Auch der erste periodische Sicherheitsbericht ist vom Kabinett im Juli 2001 beschlossen worden. Er soll Zusammenhänge aus den verschiedenen Polizei- und Justizstatistiken aufzeigen und so die Grundlage liefern, auf der eine realistische Beurteilung der Kriminalitätslage erfolgen kann, die weitgehend frei von populistischen Einflüssen ist. Erst auf dieser Grundlage können konkrete gesetzgeberische Maßnahmen zur Verbrechensbekämpfung erfolgen.

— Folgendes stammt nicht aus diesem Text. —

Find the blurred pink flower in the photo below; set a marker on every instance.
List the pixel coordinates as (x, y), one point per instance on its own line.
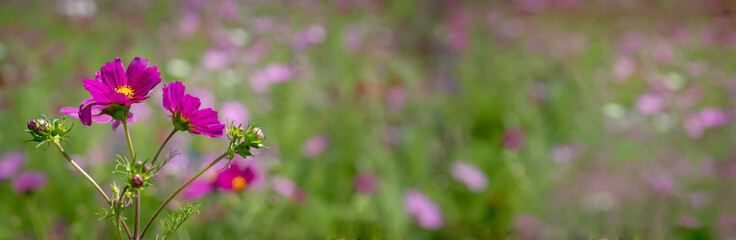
(565, 153)
(311, 35)
(315, 145)
(189, 23)
(699, 199)
(256, 52)
(513, 139)
(726, 226)
(688, 221)
(513, 28)
(141, 111)
(286, 187)
(624, 67)
(630, 42)
(273, 73)
(215, 59)
(392, 135)
(662, 53)
(235, 111)
(229, 10)
(395, 96)
(458, 31)
(366, 183)
(426, 212)
(660, 182)
(565, 3)
(530, 5)
(650, 104)
(205, 96)
(236, 177)
(352, 38)
(11, 163)
(197, 189)
(474, 178)
(696, 123)
(29, 181)
(529, 227)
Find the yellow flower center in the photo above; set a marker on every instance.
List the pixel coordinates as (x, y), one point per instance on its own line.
(239, 183)
(125, 90)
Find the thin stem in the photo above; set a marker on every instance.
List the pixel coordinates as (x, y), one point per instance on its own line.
(171, 197)
(117, 227)
(99, 189)
(138, 192)
(137, 212)
(163, 145)
(36, 220)
(92, 181)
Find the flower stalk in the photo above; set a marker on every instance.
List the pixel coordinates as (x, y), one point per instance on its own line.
(178, 190)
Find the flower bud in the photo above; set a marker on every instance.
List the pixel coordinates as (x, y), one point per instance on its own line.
(140, 165)
(137, 180)
(32, 125)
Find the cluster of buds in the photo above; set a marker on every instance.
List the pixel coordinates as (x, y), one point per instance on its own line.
(243, 139)
(42, 129)
(138, 174)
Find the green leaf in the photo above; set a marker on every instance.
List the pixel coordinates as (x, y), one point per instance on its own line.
(177, 218)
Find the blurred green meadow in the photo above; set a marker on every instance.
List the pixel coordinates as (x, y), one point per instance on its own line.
(519, 119)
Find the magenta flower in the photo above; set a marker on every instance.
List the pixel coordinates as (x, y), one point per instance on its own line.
(10, 164)
(186, 113)
(475, 179)
(115, 86)
(29, 181)
(235, 178)
(426, 212)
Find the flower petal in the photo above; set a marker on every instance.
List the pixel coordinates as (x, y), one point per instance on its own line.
(188, 106)
(172, 93)
(71, 111)
(113, 74)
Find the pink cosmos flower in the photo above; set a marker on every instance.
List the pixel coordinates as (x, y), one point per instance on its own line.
(241, 175)
(426, 212)
(11, 163)
(235, 178)
(366, 183)
(186, 113)
(113, 85)
(29, 181)
(474, 178)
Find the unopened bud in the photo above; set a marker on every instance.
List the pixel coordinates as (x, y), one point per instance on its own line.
(137, 180)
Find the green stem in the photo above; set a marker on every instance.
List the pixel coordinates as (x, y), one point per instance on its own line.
(80, 170)
(117, 227)
(138, 192)
(163, 145)
(36, 220)
(137, 212)
(92, 181)
(130, 143)
(171, 197)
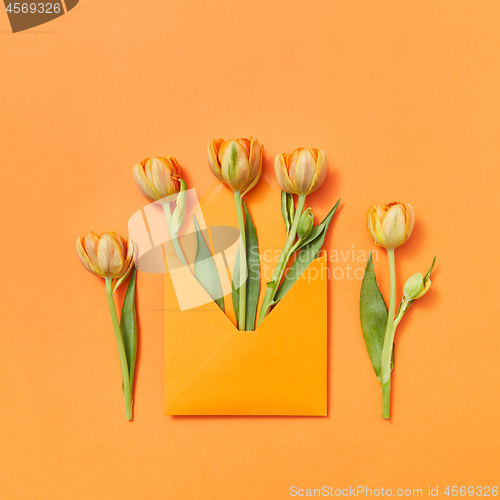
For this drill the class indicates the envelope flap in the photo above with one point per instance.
(191, 338)
(288, 328)
(244, 377)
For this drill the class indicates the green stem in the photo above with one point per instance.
(173, 238)
(272, 287)
(127, 389)
(243, 263)
(388, 340)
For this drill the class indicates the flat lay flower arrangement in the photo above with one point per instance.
(238, 164)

Darüber hinaus setzt die Bundesregierung neue Akzente bei der Ahndung der so genannten White-collar-Kriminalität, etwa was internationale Zusammenarbeit bei der Bekämpfung der Geldwäsche und anderer Formen der organisierten Kriminalität angeht. Die Haushaltsansätze für die Sicherheitsbehörden des Bundes (Bundeskriminalamt, Verfassungsschutz, Zollkriminalamt, Bundesamt für Sicherheit in der Datenverarbeitung) wurden - trotz allgemeiner Sparzwänge - auf hohem Niveau gehalten oder sogar aufgestockt. Mit den vielerorts erfolgreichen Sicherheitspartnerschaften sind neue Wege der Zusammenarbeit von BGS und Länderpolizeien beschritten worden. Sie entlasten die Polizei (etwa hinsichtlich der Sicherung von Flughäfen oder der Unterstützung bei Demonstrationen), erhöhen die Effizienz der Gefahrenabwehr und stärken so das Sicherheitsempfinden der Bürger.

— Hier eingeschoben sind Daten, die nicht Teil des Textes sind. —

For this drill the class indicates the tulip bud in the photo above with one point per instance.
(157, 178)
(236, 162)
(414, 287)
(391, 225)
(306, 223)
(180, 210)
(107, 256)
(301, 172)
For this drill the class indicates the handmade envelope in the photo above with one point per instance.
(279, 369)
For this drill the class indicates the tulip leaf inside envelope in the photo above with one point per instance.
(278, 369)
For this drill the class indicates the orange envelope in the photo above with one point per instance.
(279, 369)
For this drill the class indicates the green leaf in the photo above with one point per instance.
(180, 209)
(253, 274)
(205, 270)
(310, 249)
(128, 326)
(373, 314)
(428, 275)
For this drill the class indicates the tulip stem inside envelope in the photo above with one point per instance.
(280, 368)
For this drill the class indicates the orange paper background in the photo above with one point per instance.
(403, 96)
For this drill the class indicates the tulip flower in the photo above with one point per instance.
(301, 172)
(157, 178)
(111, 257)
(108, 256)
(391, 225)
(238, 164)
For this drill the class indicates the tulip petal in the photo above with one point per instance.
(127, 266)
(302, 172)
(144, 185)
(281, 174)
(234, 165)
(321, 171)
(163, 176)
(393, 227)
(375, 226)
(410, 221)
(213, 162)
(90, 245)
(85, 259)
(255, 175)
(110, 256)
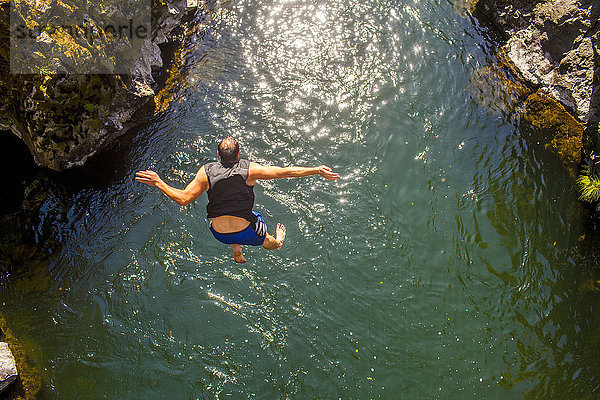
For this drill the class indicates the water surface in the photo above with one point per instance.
(443, 264)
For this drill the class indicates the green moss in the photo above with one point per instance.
(30, 381)
(557, 128)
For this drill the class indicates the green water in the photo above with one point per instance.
(445, 263)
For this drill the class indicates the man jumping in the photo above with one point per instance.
(229, 184)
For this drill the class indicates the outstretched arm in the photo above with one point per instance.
(257, 171)
(182, 197)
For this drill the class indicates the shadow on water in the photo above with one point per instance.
(543, 289)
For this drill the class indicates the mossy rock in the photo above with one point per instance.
(30, 381)
(558, 129)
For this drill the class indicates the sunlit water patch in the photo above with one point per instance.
(446, 262)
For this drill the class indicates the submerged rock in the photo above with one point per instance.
(8, 367)
(29, 383)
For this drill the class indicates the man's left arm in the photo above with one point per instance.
(182, 197)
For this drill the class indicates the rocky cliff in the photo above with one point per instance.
(65, 117)
(553, 46)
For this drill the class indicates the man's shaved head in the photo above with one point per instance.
(229, 149)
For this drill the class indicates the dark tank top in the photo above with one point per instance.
(228, 193)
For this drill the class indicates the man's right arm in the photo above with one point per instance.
(257, 171)
(182, 197)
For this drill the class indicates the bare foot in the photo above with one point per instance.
(280, 235)
(238, 257)
(237, 254)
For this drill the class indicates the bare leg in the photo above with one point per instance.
(275, 243)
(237, 253)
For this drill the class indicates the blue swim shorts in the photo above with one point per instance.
(252, 235)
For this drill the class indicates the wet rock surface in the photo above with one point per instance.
(8, 367)
(66, 118)
(552, 46)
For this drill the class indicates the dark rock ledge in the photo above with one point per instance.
(66, 118)
(553, 47)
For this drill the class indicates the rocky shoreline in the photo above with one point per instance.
(66, 118)
(553, 49)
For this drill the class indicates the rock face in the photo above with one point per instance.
(553, 46)
(65, 118)
(8, 368)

... und wieso es trotzdem schwierig bleibt

Sozialdemokraten können den Bürgern also Antworten geben, sie haben auch messbare Erfolge vorzuweisen. Das spiegelt sich auch in der öffentlichen Wahrnehmung der Spitzenpolitiker. Vor allem Innenminister Otto Schily wird in Umfragen Vertrauen ausgesprochen. Interessant ist dabei, dass der SPD nach einer Umfrage von Infratest/dimap eher zugetraut wird, Terrorismus und organisierte Kriminalität einzudämmen, während die CDU demoskopisch bei der Bekämpfung "einfacher" oder "Alltagskriminalität" in Führung liegt. Es gelingt Sozialdemokraten also immer noch nicht, optimal die eigenen Kompetenzen zu vermitteln. Warum ist das so?

Bereits das Thema Sicherheit als solches ist konservativ und bewahrend. Es hat mit Ruhe und Ordnung zu tun, also mit konservativen Werten. Schon deshalb ist es für viele Sozialdemokraten ein unattraktives Politikfeld. Sozialdemokratische Innenpolitiker, erst recht Justizpolitiker scheinen - abgesehen von der aktuellen politischen Diskussion - ein Schattendasein zu führen. Weil ihre Themen keine "Gewinnerthemen" sind, haben sie es schwer, die Aufmerksamkeit zu erreichen, die anderen Politikfeldern zukommt. Das verwundert zunächst, da eine Grundabsicherung der Lebensbedingungen ein allzu menschliches Bedürfnis ist, das gerade bei klassischen SPD-Wählern besondere Bedeutung besitzt.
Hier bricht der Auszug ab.